# Woman, 83, is shot by police after calling 9-1-1 to report a burglary



## Bill Mattocks (Sep 26, 2012)

I feel sorry for her family.  But to be very blunt, she messed up.  There are lessons here, though, for all gun owners or for those who want to be gun owners.

http://www.whptv.com/news/local/sto...-calling-9-1-1-to/e2b1kAsGUkSsmonZ-tQv_w.cspx



> Woman, 83, is shot by police after calling 9-1-1 to report a burglary
> 
> By Michael Walsh / NEW YORK DAILY NEWS
> 
> ...



http://www.digitaljournal.com/article/333608



> Elderly woman shot by police as she looks for burglar
> ...
> The Virginia State Police stated the Altavista officers took cover upon hearing the gun shots and then saw Towlers leave the back of the house. The officers approached Towlers and ordered her to drop the weapon several times. She refused their commands and pointed the gun at officers. One of the officers then fired his weapon, striking Towlers.
> KSEE reports that the elderly woman was not wearing her glassed or hearing aid at the time and may not have heard or recognized the officers.



Lessons:

1) No warning shots.  Not now, not ever.  If you have a legal reason to fire a weapon at a person, fire it AT THAT PERSON.  You never fire at what you cannot see, you never fire a 'warning' shot (or shots, as in this case).

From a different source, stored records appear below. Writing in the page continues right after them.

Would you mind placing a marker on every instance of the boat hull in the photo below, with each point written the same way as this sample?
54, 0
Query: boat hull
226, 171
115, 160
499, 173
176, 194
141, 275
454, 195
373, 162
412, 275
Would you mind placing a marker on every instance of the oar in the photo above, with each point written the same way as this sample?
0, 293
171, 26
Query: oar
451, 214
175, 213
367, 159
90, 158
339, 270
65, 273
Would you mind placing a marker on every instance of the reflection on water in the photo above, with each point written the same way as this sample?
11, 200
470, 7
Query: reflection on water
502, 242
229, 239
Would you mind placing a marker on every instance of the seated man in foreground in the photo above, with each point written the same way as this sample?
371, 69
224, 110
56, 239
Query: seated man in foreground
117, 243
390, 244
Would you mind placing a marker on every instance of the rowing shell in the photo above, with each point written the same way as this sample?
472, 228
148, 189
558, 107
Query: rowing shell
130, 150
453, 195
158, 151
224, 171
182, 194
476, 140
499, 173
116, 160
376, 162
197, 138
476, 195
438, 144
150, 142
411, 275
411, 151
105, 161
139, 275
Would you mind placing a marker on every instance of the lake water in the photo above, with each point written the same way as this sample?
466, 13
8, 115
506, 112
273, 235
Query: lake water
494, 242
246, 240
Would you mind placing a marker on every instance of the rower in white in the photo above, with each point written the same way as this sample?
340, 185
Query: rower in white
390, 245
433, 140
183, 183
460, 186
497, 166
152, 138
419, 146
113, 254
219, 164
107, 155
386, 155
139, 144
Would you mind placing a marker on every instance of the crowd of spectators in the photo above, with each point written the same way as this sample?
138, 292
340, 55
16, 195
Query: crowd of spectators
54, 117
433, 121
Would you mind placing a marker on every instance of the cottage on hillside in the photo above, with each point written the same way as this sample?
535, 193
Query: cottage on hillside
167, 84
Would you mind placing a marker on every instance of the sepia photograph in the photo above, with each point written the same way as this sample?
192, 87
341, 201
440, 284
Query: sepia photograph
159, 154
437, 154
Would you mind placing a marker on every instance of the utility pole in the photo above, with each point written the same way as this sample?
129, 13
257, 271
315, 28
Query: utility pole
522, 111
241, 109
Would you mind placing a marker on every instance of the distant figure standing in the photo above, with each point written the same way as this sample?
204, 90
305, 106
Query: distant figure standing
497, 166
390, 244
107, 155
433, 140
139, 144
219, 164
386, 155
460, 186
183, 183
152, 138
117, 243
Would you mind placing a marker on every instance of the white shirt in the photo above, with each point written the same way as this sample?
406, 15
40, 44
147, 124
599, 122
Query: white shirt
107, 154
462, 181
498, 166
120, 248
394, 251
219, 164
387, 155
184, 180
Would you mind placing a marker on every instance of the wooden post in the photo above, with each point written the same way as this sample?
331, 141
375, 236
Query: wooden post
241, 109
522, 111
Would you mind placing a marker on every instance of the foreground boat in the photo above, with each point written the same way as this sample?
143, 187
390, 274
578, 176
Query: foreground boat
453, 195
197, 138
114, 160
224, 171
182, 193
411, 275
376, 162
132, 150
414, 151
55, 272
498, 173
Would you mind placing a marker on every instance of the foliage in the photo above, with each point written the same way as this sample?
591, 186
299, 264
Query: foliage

2) You do not go out to hunt for the burglar.

3) If you cannot see or hear, you should be doubly careful about whom you point your gun at.

I feel very badly for this woman's family.  I hope that through her mistakes, others can learn valuable lessons.


----------



## kgoffin (Sep 26, 2012)

Quoting this for emphasis.



> 1) No warning shots.  Not now, not ever.  If you have a legal reason to  fire a weapon at a person, fire it AT THAT PERSON.  You never fire at  what you cannot see, you never fire a 'warning' shot (or shots, as in  this case).
> 
> 2) You do not go out to hunt for the burglar.
> 
> 3) If you cannot see or hear, you should be doubly careful about whom you point your gun at.

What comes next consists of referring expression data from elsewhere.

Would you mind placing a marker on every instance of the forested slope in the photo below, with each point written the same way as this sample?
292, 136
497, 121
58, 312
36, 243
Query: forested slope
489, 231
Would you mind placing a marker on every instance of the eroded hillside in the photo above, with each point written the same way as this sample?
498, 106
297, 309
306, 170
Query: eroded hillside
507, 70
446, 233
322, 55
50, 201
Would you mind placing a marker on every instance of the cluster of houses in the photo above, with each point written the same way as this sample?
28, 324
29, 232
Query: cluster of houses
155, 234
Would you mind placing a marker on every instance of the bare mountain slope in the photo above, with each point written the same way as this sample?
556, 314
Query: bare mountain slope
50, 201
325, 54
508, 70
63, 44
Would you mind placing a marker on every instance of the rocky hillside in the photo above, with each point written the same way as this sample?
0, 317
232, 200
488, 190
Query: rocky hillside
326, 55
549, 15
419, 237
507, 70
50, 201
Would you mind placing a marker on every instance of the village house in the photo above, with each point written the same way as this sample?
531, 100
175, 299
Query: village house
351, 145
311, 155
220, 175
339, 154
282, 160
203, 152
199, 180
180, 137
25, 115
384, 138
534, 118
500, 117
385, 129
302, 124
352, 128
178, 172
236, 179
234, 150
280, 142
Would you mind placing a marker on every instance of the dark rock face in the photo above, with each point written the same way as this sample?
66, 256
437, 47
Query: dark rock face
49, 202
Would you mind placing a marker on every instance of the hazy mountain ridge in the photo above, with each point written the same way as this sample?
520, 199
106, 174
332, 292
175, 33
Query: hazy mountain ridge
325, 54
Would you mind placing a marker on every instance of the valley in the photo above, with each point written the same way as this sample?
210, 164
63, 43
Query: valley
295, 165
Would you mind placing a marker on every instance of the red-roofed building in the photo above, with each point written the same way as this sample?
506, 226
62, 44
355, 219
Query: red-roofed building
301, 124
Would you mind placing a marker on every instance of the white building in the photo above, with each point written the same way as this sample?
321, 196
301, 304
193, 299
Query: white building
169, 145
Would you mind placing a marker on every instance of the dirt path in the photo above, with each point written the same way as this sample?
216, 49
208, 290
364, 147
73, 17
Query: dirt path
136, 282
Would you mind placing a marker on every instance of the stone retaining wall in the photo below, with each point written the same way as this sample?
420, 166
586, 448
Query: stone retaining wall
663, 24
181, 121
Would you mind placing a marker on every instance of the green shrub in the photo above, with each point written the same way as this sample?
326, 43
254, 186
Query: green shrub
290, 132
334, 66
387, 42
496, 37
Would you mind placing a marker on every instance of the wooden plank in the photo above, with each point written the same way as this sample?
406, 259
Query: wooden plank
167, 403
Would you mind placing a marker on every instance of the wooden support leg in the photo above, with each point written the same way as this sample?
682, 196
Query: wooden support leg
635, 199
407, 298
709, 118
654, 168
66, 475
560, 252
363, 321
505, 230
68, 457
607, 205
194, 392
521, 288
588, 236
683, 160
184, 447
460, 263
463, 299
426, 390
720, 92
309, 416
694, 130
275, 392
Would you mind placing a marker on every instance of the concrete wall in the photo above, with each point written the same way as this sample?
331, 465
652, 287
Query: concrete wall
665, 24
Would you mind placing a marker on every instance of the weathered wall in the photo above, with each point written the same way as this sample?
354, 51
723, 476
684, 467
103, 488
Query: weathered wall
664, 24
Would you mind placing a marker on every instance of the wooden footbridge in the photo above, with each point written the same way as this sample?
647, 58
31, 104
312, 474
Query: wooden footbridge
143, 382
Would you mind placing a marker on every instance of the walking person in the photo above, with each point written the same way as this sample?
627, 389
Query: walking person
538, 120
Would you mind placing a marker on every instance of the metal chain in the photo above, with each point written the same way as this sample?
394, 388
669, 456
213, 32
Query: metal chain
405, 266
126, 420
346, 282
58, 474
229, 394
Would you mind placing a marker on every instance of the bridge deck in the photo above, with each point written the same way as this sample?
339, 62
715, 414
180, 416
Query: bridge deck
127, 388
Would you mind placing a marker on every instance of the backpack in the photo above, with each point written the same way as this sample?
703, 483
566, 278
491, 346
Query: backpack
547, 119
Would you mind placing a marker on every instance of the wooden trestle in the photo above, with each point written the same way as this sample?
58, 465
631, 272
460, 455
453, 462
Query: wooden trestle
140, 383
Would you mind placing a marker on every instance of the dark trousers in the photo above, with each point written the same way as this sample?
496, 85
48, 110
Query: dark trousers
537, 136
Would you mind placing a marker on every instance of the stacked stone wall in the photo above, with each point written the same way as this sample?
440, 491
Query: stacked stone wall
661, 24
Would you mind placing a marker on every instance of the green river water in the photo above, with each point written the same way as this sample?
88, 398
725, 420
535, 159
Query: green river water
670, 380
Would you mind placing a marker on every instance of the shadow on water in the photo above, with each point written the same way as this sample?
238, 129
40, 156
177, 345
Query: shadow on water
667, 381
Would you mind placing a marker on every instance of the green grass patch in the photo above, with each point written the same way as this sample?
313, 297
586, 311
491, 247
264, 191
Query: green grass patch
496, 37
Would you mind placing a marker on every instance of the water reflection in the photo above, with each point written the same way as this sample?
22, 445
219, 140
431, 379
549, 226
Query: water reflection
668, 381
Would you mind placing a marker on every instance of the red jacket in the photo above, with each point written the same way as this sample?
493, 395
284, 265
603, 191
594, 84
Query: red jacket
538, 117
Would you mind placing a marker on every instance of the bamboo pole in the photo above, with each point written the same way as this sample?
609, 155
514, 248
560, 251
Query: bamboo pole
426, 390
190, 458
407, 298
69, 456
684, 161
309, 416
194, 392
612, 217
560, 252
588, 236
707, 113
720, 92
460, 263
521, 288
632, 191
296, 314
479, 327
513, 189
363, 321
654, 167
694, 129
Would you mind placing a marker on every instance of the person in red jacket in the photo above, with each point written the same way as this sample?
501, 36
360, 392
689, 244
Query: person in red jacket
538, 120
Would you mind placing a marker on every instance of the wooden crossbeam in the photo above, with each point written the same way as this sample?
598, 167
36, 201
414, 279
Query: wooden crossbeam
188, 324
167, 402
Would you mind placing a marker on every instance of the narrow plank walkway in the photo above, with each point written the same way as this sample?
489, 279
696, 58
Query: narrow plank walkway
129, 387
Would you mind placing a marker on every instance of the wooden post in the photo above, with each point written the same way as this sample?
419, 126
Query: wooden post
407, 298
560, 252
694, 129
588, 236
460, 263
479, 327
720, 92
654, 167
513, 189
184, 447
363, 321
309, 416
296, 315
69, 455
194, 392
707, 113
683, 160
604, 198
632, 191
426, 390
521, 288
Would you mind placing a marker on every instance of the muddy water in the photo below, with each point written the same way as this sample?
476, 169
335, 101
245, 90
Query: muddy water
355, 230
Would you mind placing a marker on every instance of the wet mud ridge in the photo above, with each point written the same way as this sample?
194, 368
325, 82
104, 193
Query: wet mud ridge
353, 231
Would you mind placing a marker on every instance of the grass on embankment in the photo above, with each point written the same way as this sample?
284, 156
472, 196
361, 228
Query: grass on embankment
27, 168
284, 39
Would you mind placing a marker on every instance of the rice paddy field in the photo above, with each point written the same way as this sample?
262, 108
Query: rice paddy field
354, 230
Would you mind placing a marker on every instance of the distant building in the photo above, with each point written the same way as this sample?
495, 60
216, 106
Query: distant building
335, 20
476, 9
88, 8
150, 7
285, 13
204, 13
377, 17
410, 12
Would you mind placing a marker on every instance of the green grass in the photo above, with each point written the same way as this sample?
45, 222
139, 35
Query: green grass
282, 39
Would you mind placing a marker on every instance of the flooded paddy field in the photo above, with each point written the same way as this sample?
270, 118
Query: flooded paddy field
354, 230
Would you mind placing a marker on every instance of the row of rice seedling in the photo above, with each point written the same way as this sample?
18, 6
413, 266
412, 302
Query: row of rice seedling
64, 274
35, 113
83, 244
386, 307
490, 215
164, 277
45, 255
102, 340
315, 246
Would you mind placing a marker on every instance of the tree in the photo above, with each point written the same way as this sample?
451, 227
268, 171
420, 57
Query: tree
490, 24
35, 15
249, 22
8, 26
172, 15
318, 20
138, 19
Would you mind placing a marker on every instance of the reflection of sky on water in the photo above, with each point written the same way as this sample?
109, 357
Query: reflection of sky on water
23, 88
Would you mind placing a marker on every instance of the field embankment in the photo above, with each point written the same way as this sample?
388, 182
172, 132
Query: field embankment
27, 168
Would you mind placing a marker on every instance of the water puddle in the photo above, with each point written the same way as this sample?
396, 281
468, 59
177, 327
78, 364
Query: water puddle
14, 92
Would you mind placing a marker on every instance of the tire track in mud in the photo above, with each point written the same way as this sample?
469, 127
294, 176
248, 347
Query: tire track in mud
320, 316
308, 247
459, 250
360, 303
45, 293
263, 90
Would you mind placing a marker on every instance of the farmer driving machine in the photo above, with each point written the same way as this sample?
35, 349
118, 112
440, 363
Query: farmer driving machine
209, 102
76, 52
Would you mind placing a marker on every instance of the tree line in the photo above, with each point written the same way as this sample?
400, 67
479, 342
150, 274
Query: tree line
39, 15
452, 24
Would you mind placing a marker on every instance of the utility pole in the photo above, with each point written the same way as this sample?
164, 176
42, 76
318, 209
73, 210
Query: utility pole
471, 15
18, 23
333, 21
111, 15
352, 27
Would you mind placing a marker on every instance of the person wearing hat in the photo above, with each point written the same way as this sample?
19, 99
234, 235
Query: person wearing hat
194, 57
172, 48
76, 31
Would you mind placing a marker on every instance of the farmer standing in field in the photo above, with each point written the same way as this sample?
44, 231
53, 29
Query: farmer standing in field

Very much a tragedy for all involved.


----------



## seasoned (Sep 26, 2012)

Nice find, Bill, and well worth the read. People for the most part don't have a clue, and the ones that do just have some gun handling skills taught to them.
Not being taught what to do when encountering LE is a down right shame.


----------



## Sukerkin (Sep 26, 2012)

*KSEE reports that the elderly woman was not wearing her glasses or hearing aid at the time and may not have heard or recognized the officers.*

What a tragedy .  Altho' it is tempting to blame the officers for their actions (it was a very old woman after all) I can only imagine how the fellow who killed her must feel.


----------



## Gentle Fist (Sep 26, 2012)

Yikes...   Once saw a bumper sticker :  No Warning Shots Authorized


----------



## arnisador (Sep 26, 2012)

Sad...but I agree, preventable with common sense. (Age may be the reason in her case.) Don't leave the house to hunt for them--call 911 and let many cops with guns and experience and organization and communications and backup do it.


----------



## punisher73 (Sep 27, 2012)

Another thing is to describe yourself to dispatch and that you are armed so the police have an idea when they show up.

More people get into trouble trying to hunt down the criminal after they are safe.


----------



## Bill Mattocks (Sep 27, 2012)

punisher73 said:


> Another thing is to describe yourself to dispatch and that you are armed so the police have an idea when they show up.
> 
> More people get into trouble trying to hunt down the criminal after they are safe.



I would bet a lot that when she called 911 to report the prowler, and told them she had fired out the window, they told her to STAY ON THE PHONE and she didn't.


----------



## seasoned (Sep 27, 2012)

[FONT=Arial, Verdana, sans-serif]


> Towler had never fired her gun before that night. She fired a warning shot out the window to scare the burglar off.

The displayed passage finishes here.